Первашей, теперь уже второклашек, можно было бы отпустить на летние каникулы, но завуч приказал держать их в городе до особого распоряжения: пусть приходят в школу без учебников, дело найдется, скучать не будут.

— Знаешь что, пойдем в кино! — сразу же затараторил Илья, как только они с отцом вышли на крыльцо школы. Он ловким щелчком раскрыл над головой купол зонта. — Сам говорил: кончил дело, гуляй смело. Только не сегодня. Завтра. Приду из школы — и двинем.

— Хорошо. Постараюсь не задерживаться в институте.

Он действительно не задержался, дома был вовремя. Хотя старался он напрасно. Илья встретил его у входа:

— Мы отправляемся в лес!

— Кто это — мы? — осведомился у сына Давид Исаевич, не очень довольный таким оборотом событий.

— Наш класс, — горячо ответил Илья, но тут же добавил: — Не весь. Добровольцы.

Отец внимательно посмотрел в его блестевшие от возбуждения глаза.

— Будем собирать цветы, — поспешил объяснить Илья свой добровольный выбор.

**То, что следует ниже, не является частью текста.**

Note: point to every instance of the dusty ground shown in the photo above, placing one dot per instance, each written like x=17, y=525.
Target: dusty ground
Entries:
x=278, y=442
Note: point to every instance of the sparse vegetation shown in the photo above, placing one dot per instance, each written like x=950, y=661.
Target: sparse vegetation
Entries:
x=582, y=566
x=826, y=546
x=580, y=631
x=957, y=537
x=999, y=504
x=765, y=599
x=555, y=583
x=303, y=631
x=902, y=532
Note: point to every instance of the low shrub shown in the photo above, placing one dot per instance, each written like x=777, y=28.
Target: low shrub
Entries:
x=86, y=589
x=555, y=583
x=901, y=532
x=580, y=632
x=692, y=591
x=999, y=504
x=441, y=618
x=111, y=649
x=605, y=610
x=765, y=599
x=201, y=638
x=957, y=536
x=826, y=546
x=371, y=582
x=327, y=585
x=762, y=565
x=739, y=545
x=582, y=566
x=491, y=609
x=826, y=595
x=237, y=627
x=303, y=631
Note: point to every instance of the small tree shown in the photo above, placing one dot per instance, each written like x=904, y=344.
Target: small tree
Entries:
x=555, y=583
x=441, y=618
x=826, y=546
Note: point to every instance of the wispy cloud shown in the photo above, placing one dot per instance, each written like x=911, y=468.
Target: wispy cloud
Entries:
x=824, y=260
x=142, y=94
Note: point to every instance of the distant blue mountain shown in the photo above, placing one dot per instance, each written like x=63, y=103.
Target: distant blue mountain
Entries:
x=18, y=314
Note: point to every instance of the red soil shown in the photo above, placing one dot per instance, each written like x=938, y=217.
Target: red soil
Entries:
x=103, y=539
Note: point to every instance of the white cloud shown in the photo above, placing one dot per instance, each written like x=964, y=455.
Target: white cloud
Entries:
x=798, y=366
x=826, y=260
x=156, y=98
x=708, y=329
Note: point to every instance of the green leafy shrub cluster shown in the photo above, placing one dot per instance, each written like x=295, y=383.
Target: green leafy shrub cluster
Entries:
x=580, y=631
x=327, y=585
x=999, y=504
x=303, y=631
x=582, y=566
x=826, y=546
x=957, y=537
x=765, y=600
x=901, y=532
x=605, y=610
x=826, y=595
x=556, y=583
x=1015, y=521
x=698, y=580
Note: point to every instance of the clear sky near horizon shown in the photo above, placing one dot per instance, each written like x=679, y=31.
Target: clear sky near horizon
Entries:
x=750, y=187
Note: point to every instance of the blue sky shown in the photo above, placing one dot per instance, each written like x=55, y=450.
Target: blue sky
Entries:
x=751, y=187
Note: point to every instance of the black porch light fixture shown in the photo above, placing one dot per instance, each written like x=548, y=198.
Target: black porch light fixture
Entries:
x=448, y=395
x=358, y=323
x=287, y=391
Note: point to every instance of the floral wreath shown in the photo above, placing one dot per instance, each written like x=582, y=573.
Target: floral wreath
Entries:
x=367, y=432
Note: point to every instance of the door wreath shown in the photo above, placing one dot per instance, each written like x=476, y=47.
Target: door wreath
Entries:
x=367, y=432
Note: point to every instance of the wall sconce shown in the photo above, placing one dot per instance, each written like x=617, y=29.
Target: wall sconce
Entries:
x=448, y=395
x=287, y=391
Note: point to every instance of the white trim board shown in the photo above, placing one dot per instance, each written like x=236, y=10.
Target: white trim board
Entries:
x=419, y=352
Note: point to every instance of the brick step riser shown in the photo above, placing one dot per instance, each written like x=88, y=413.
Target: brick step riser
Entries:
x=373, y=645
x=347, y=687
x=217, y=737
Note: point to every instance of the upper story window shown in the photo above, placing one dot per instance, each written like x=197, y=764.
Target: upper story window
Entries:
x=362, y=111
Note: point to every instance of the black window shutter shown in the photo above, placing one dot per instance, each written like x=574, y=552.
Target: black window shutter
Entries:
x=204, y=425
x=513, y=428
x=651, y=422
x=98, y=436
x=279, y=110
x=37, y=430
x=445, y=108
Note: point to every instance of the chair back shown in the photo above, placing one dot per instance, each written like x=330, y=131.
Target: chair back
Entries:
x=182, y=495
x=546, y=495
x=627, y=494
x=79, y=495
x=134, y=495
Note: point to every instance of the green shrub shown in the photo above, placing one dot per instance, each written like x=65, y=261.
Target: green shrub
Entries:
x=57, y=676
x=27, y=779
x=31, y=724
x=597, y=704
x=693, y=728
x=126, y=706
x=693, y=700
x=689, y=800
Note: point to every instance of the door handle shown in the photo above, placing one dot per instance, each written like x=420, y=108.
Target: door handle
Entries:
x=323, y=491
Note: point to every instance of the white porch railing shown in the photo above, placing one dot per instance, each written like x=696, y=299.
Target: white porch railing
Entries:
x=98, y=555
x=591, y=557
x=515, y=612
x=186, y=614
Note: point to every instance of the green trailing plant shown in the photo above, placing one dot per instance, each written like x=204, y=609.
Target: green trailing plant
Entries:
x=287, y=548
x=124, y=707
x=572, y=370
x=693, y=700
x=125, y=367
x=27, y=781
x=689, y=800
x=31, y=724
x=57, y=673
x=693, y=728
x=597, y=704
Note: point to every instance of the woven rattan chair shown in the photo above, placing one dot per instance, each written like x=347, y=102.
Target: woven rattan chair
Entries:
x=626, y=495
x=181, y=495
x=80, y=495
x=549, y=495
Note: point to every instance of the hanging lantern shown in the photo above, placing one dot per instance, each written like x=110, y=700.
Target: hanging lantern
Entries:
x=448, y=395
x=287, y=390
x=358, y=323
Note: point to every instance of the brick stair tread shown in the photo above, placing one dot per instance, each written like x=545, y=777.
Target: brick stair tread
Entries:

Жена, она бы обрадовалась: как же, малыш весь день проведет в лесу, среди зелени, будет дышать свежим воздухом и так далее. А вот он, Давид Исаевич, ощутил в себе какое-то необъяснимое недовольство. Ему почему-то стало грустно. Может, оттого, что рушились планы. Может, оттого, что Евдокии Петровны нет с ними — она в Ленинграде, завершает свою докторскую диссертацию.